The squire explains that this is Don Quixote de la Mancha, one of the bravest knights-errant the world has ever known. He has to explain to the women that a knight-errant is one of the grandest men in the world. While one moment he might be horribly beaten and bruised, in the next he might be an emperor who gives a kingdom or two to his squire. When the women question why the Panza does not at least have an earldom by now, he tells her they have only been at this business for a month and have often looked for one kind of adventure only to find another. If Panza escapes being crippled, he will keep fighting for his share of their grand winnings.
Quixote has been listening and in elegant prose tells the woman that she should be honored to have him in her castle, for he will remember her kindness and show his gratitude to her as well as the beautiful Maritornes. The women, of course, do not understand his lofty language but know they have been complimented. Maritornes remains to rub ointment on Panza but had already made plans to spend the night with the carrier. After the muleteer sees to his animals, he lies down to wait for the punctual Maritornes. Everyone is asleep, but in the peaceful silence Quixote’s mind begins to work and he imagines himself in a famous castle. He also imagines that the innkeeper’s daughter has promised to come visit him.

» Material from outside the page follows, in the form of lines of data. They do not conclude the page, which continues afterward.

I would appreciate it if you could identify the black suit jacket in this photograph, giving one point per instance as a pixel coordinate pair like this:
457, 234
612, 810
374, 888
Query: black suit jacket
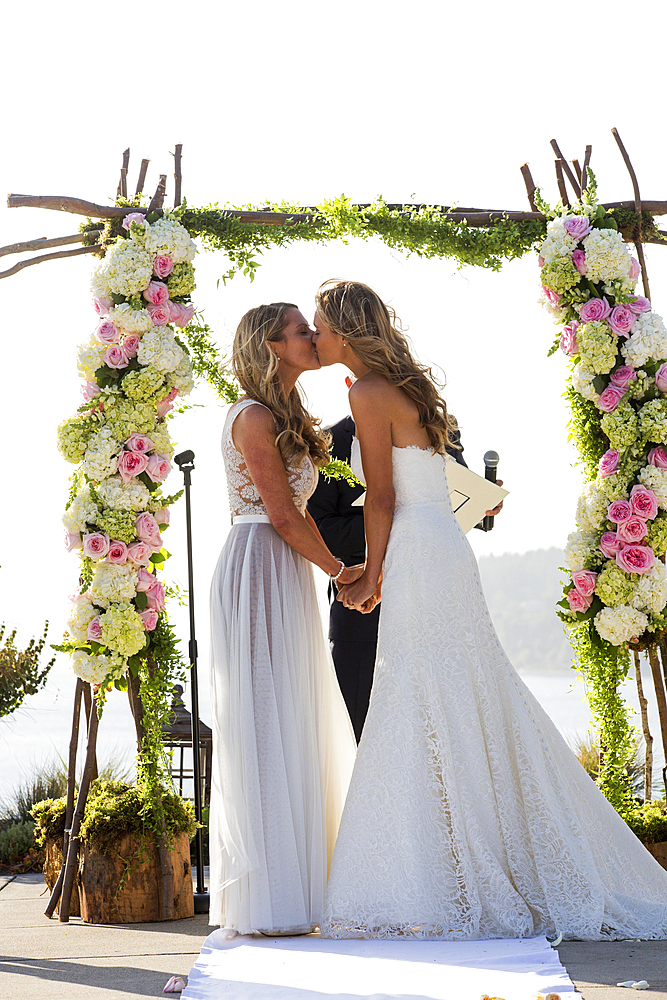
342, 528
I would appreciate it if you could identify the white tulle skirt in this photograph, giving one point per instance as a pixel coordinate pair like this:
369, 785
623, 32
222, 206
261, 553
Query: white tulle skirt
283, 746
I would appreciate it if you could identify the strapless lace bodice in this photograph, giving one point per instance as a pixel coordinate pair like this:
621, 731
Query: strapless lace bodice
244, 497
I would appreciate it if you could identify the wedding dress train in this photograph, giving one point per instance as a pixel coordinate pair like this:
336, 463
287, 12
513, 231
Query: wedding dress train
468, 816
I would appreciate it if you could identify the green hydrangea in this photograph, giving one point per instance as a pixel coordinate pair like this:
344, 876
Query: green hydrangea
123, 630
73, 437
146, 384
653, 421
560, 275
128, 416
614, 586
597, 346
657, 534
118, 524
620, 425
181, 281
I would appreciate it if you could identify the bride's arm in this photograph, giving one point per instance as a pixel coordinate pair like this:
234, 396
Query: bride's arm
254, 435
371, 409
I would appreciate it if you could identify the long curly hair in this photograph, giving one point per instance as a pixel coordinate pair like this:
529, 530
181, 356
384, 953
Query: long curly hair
357, 313
255, 365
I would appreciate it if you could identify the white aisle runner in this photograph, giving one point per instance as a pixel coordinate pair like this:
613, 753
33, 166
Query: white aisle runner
310, 968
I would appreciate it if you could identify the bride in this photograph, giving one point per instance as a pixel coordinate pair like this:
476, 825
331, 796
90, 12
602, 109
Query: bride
467, 815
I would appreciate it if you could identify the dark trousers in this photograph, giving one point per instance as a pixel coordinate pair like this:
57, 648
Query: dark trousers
354, 663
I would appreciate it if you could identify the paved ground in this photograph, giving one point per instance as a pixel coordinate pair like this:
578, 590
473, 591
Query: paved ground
45, 959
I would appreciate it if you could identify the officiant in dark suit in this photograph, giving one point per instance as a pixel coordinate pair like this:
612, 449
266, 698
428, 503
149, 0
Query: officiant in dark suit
353, 636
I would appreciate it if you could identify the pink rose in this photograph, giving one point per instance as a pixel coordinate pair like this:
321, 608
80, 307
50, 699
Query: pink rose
130, 464
102, 304
658, 457
160, 314
158, 467
577, 601
621, 320
610, 544
568, 340
632, 530
639, 305
115, 356
156, 293
163, 265
594, 309
609, 462
579, 261
577, 226
584, 581
133, 217
148, 530
117, 552
149, 618
636, 558
139, 443
72, 540
163, 406
619, 511
131, 345
661, 377
643, 502
610, 398
106, 332
95, 630
139, 553
179, 314
623, 376
95, 545
89, 390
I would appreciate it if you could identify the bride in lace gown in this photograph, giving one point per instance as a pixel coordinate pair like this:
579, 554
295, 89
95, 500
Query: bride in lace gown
467, 816
283, 746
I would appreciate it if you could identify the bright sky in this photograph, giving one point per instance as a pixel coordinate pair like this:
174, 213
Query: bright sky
302, 102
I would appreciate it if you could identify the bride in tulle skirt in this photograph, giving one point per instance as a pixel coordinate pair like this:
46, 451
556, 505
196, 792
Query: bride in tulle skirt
283, 746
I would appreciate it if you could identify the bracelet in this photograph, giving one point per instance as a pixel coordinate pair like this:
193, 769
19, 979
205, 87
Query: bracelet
340, 571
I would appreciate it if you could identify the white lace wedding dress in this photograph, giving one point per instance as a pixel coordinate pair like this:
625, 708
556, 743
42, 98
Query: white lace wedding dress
283, 746
468, 816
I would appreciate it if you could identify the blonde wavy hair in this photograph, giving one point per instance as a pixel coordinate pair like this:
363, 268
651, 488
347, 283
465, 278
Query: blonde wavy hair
255, 365
357, 313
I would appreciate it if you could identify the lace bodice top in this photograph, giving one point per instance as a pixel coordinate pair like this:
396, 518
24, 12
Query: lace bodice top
244, 497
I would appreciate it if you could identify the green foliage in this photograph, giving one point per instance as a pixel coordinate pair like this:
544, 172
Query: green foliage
20, 671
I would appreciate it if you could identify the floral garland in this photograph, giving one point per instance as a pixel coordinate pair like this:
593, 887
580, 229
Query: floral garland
616, 591
134, 366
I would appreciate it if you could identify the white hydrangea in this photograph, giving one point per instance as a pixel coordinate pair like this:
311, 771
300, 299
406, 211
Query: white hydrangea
94, 669
558, 242
655, 479
80, 618
127, 268
651, 591
582, 382
617, 625
170, 237
591, 507
160, 349
120, 496
130, 320
578, 547
113, 584
89, 358
101, 455
648, 341
80, 511
607, 256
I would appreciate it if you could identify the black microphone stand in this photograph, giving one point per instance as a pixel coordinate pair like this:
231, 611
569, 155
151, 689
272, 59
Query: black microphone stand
186, 463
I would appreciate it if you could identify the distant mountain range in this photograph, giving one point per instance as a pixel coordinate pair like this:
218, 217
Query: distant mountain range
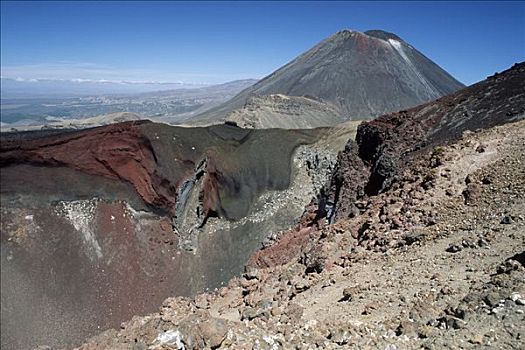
362, 75
168, 106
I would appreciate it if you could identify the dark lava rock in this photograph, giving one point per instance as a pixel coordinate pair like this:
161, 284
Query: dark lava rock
507, 220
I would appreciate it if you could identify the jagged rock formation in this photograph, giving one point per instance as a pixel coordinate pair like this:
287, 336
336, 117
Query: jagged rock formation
108, 222
362, 75
431, 255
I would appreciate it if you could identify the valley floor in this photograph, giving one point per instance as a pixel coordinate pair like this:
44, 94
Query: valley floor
437, 262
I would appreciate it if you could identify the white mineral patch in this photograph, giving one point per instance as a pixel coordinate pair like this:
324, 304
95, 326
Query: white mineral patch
170, 338
80, 214
399, 48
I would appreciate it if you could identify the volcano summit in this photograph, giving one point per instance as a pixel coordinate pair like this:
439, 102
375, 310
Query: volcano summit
359, 75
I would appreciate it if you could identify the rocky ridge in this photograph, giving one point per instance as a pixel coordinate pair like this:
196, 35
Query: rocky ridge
447, 278
426, 250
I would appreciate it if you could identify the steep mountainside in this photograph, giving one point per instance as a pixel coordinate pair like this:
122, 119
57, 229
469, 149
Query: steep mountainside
426, 251
108, 222
285, 112
362, 74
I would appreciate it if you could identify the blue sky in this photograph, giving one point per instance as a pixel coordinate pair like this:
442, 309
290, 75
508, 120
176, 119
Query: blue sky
212, 42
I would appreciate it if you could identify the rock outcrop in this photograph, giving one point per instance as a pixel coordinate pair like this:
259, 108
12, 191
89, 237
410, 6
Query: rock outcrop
362, 75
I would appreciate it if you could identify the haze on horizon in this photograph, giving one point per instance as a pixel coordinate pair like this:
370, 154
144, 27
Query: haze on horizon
145, 46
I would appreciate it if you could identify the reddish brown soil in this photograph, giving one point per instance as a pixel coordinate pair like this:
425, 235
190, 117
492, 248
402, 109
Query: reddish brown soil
118, 151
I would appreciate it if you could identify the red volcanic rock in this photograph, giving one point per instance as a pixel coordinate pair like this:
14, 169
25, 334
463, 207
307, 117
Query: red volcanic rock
288, 247
117, 151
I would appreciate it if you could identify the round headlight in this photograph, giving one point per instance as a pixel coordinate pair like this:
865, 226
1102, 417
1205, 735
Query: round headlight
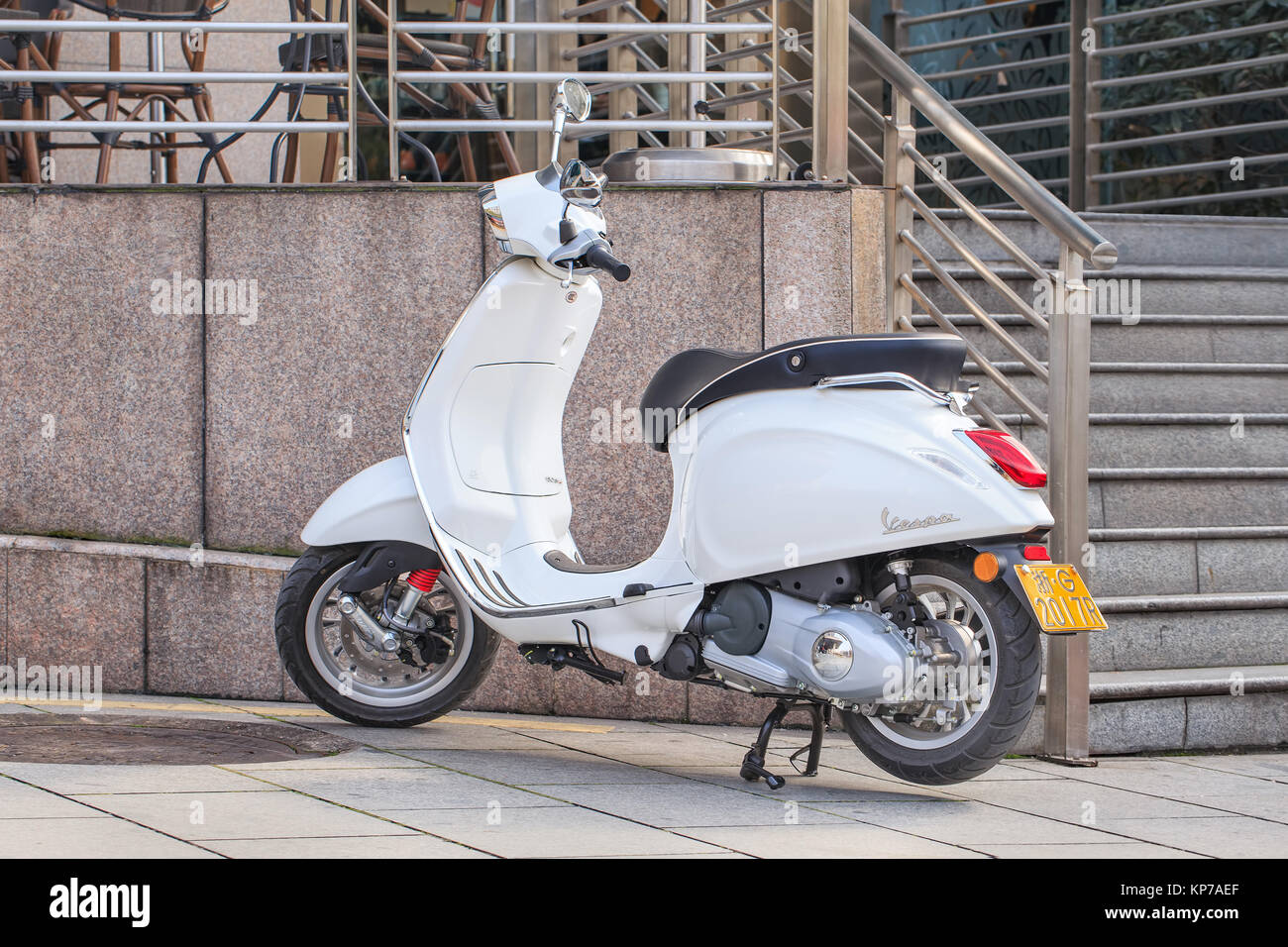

Just as he decides that he must remain faithful to his beloved Dulcinea, Maritornes quietly makes her way to the carrier’s bed. Quixote hears her and draws her beside him on his bed. Her crude clothing and person are transformed in his imagination into a romantic beauty. He speaks to her regretfully of his fidelity to Dulcinea, but poor Maritornes understands nothing he says and nervously tries to extricate herself from the knight’s embrace. On the other side of the loft, the carrier hears this exchange and sneaks over to Quixote’s bed. He does not understand what the knight is saying either, but he eventually ascertains that Maritornes is being held against her will and drops an earth-shattering blow to Quixote’s jaw. The carrier then bestows a beating loud enough to wake the innkeeper.
He comes to investigate and Maritornes slips into Panza’s bed, which is when a farcical fight begins. The innkeeper arrives and assumes this is all the fault of the serving-wench. Panza is in a half-stupor when he realizes someone is in his bed. He beats up on Maritornes, she fights back, the carrier eventually pummels Panza, and the innkeeper consistently strikes out at the wench. Partway through the skirmish the lamp goes out and they fight in the dark.
One of the lodgers is a member of the holy brotherhood charged with keeping the peace; when he hears the ruckus he enters the loft in the dark and insists the scuffling desist. Feeling about, the first person he gropes is Quixote. He insists the knight help him stop the fighting, but when the man does not stir, the peacekeeper bellows that a man has been murdered and no one must escape. The others are shocked and desist immediately; the innkeeper, wench, and carrier all leave as the peace officer goes for a light.